Toxic chemicals improperly stored or labeled appeared at nine of the ten locations. The risk is direct: a cleaning agent stored above or adjacent to food, or placed in an unlabeled container, can contaminate food through drips, splashes, or an employee reaching for the wrong bottle. At the Macclenny location, inspectors cited two separate chemical violations in the same inspection, covering both storage and identification failures.

The consumer advisory violation, flagged at seven locations, matters most for immunocompromised customers, pregnant women, the elderly, and children. Without a posted advisory, those customers have no way of knowing a menu item may be served undercooked. At the Tampa KFC/Taco Bell, that violation appeared alongside a separate citation for parasite destruction procedures not followed, meaning the risk was not hypothetical.

The Longer Record

Statewide, the chain's 445 Florida locations have accumulated 8,728 inspections on record, an average of nearly 20 inspections per location. That volume of historical data means the inspection record at each location is not a snapshot; it is a pattern.
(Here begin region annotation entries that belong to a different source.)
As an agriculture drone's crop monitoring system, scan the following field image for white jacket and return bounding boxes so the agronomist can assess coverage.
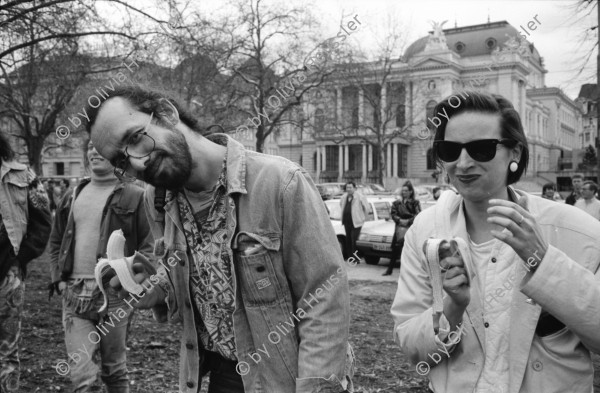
[391,188,600,393]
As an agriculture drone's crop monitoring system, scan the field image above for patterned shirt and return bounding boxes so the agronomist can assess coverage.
[177,146,237,361]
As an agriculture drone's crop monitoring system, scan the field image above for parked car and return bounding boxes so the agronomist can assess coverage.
[528,191,565,203]
[325,197,394,258]
[356,186,436,265]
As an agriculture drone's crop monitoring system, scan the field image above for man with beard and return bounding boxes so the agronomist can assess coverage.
[87,87,353,393]
[0,133,52,393]
[50,142,153,393]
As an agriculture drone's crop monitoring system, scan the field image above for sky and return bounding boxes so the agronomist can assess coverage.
[302,0,598,99]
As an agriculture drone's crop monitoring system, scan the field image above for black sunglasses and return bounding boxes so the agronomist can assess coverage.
[433,139,518,162]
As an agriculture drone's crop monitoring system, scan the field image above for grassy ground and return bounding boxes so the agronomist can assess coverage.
[19,251,600,393]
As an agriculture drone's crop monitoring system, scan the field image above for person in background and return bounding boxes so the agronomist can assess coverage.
[542,183,556,201]
[383,181,422,276]
[340,181,369,263]
[575,180,600,220]
[565,173,583,205]
[0,133,52,393]
[50,142,154,393]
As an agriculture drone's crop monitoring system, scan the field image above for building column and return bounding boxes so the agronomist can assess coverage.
[338,145,344,182]
[379,83,387,124]
[335,87,344,127]
[385,143,392,177]
[344,145,350,171]
[316,145,321,183]
[361,144,367,183]
[358,87,365,129]
[392,143,399,177]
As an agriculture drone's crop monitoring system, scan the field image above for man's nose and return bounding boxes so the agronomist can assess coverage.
[456,147,473,169]
[129,157,150,172]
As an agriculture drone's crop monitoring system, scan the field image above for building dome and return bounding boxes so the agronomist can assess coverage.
[404,21,541,65]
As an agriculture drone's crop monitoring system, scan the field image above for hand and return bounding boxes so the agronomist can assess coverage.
[106,253,166,308]
[439,240,471,315]
[487,198,548,266]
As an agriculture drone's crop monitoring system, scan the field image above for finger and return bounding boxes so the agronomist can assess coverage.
[108,274,123,291]
[489,198,529,216]
[440,257,465,269]
[487,216,523,231]
[444,267,467,280]
[487,206,527,225]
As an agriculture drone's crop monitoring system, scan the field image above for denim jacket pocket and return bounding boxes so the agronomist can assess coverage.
[110,206,135,237]
[234,232,283,307]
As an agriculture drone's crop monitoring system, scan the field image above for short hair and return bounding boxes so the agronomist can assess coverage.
[84,85,204,134]
[583,180,598,192]
[0,132,15,161]
[402,180,416,199]
[432,90,529,185]
[542,183,556,194]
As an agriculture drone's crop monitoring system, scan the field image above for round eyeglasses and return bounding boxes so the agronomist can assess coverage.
[114,112,156,183]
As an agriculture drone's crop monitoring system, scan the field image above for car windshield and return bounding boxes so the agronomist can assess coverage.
[325,200,342,220]
[374,202,390,220]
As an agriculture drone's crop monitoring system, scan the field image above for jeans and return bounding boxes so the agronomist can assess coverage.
[344,225,362,258]
[0,266,25,393]
[202,351,244,393]
[63,288,132,393]
[385,235,404,274]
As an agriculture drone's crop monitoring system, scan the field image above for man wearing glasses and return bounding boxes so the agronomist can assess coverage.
[86,87,353,393]
[575,180,600,220]
[50,142,153,393]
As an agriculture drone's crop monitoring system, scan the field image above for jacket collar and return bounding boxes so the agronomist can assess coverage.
[0,160,27,179]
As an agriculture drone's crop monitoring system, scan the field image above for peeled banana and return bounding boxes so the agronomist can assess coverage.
[94,229,155,312]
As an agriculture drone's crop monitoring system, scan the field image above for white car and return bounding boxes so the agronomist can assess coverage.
[324,196,395,258]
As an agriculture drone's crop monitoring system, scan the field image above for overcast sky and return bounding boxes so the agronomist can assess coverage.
[300,0,598,99]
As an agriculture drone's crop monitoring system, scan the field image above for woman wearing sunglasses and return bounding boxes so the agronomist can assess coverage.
[392,91,600,393]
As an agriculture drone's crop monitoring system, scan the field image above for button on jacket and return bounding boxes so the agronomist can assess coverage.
[50,178,154,283]
[146,134,353,393]
[391,188,600,393]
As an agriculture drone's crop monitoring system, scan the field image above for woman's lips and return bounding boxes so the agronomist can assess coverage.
[456,175,481,184]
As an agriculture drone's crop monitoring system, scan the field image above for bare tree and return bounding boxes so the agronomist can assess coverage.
[0,0,168,174]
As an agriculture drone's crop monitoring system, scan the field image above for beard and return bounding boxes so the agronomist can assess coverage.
[141,130,192,190]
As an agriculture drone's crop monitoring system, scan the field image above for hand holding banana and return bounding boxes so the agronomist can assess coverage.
[95,229,164,312]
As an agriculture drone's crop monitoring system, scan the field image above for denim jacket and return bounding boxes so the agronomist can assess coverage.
[145,134,353,393]
[0,161,52,281]
[50,178,153,283]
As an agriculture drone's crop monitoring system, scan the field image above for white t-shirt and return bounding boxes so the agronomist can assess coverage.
[575,197,600,220]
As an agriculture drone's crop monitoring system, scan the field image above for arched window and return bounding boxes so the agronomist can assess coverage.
[315,109,325,134]
[425,100,436,130]
[352,107,358,130]
[396,104,406,128]
[427,148,435,170]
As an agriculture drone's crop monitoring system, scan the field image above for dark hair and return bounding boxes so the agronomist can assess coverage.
[402,180,415,199]
[432,90,529,185]
[0,132,15,161]
[542,183,556,194]
[84,85,204,133]
[583,180,598,193]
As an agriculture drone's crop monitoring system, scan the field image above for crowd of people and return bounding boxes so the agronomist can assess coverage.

The chain's statewide pass rate of 95.51 percent and average of 3.29 violations per inspection provide the baseline. The ten locations listed here are running well above that average, with the Biscayne Boulevard location in Miami and the Jacksonville University Boulevard location each exceeding nine total violations in a single inspection window.

The presence of the same violation categories across geographically distant locations points to a systemic gap rather than isolated management failures. Food contact surface sanitation appeared at eight locations from Miami to Jacksonville to Windermere. Chemical storage violations appeared at nine. Those are not coincidences of geography; they reflect a training and compliance pattern that repeats itself across the chain.

The Macclenny location's citation for required procedures for specialized processes not followed is the least common violation in this data set and carries a specific weight. Specialized food processes, including reduced-oxygen packaging and temperature-controlled holding, require written plans approved by the state. When those procedures are not followed, the safety controls built around them collapse entirely.

At the Biscayne Boulevard location in Miami, inspectors also cited inadequate shell stock identification, a violation that would be unusual at a Taco Bell, which does not serve oysters, clams, or mussels as standard menu items. The presence of that citation raises a question the inspection record alone cannot answer: what shellfish product triggered it, and where it came from.